Русская женщина — будь то великосветская дама или курсистка, купчиха или мещанка — захотела обрести безусловное право на личное счастье. И то, как она это понимала, плохо согласовывалось с мужским взглядом на вещи — и было полной неожиданностью для мужчин. Женщины действовали наступательно и отвоёвывали у мужчин одну позицию за другой. 22 мая 1873 года известный мемуарист, тайный советник и академик Александр Васильевич Никитенко (1804–1877) сделал в дневнике примечательную запись: «Было прежде слово обабиться у нас обидным для мужчины. Теперь оно должно сделаться почетным, должно потому, что наша нынешняя женщина оказывается не в пример лучше мужчины»[314]. Начавшаяся в годы Великих реформ сексуальная революция не прекратилась и после того, как на смену реформам пришли контрреформы и в России наступила продолжительная пора безвременья. Семья перестала быть крепостью, за толстыми стенами которой можно было надежно укрыться от любых социальных невзгод, бушевавших во всем остальном мире. Именно такое представление о семье было выработано золотым веком русской дворянской культуры. Предоставим слово князю Петру Андреевичу Вяземскому.

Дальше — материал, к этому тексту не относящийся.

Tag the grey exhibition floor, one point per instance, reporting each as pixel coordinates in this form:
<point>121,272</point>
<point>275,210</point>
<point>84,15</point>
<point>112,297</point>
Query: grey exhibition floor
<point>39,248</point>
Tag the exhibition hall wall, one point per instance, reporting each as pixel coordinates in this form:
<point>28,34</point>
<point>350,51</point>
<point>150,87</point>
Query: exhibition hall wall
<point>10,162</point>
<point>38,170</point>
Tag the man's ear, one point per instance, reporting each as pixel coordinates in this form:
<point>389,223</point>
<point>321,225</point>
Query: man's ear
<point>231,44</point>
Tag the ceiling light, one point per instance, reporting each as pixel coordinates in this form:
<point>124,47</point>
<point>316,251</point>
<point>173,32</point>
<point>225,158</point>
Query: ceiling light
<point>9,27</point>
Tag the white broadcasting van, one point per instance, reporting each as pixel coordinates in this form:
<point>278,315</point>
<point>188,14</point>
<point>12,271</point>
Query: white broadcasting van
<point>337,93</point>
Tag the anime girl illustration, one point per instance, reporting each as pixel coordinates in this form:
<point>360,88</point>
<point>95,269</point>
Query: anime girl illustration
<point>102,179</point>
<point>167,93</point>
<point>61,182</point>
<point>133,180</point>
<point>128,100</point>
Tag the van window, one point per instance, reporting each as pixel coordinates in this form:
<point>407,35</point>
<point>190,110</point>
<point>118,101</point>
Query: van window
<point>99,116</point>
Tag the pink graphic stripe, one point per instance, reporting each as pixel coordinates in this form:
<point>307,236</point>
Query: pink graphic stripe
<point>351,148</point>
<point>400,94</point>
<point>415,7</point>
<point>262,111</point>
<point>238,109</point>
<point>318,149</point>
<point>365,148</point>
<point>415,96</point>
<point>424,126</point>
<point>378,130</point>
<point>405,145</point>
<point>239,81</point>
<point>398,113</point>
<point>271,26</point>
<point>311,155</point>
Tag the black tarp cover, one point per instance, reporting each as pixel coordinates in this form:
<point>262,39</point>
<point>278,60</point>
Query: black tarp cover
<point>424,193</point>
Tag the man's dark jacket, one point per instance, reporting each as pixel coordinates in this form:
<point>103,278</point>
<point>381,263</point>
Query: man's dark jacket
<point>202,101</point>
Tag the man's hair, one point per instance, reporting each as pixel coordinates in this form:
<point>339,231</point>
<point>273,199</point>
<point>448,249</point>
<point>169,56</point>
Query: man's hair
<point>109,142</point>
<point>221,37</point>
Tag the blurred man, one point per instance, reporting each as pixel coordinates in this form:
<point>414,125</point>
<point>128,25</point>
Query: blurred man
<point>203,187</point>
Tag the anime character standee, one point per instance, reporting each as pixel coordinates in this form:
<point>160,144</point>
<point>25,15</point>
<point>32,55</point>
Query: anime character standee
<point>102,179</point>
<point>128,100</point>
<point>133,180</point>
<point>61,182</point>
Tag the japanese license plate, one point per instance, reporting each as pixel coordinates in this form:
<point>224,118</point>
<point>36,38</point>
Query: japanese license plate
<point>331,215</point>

«В какой-то элегии находятся следующие два стиха, с которыми поэт обращается к своей возлюбленной:
Все неприятности по службе
С тобой, мой друг, я забывал.
Пушкин, отыскавши эту элегию, говорил, что изо всей Русской поэзии эти два стиха самые чисто-русские и самые глубоко и верно прочувствованные»[315].
Миновало два-три поколения — и то, что в пушкинскую эпоху воспринималось как аксиома, в конце XIX столетия превратилось в пережиток прошлого. Распалась связь времён. Русским мужчинам эпохи безвременья не было суждено дожидаться наступления лучших времён в бесконфликтной обстановке семейного уюта. Нет! Семья сама превратилась в поле сражения. В начале октября 1899 года Чехов написал Всеволоду Эмильевичу Мейерхольду: «…Вспомните, что в настоящее время почти каждый культурный человек, даже самый здоровый, нигде не испытывает такого раздражения, как у себя дома, в своей родовой семье, ибо разлад между настоящим и прошлым чувствуется прежде всего в семье. Раздражение хроническое, без пафоса, без судорожных выходок, то самое раздражение, которое не замечают гости и которое своей тяжестью ложится, прежде всего, на самых близких людей — мать, жену, — раздражение, так сказать, семейное, интимное»[316].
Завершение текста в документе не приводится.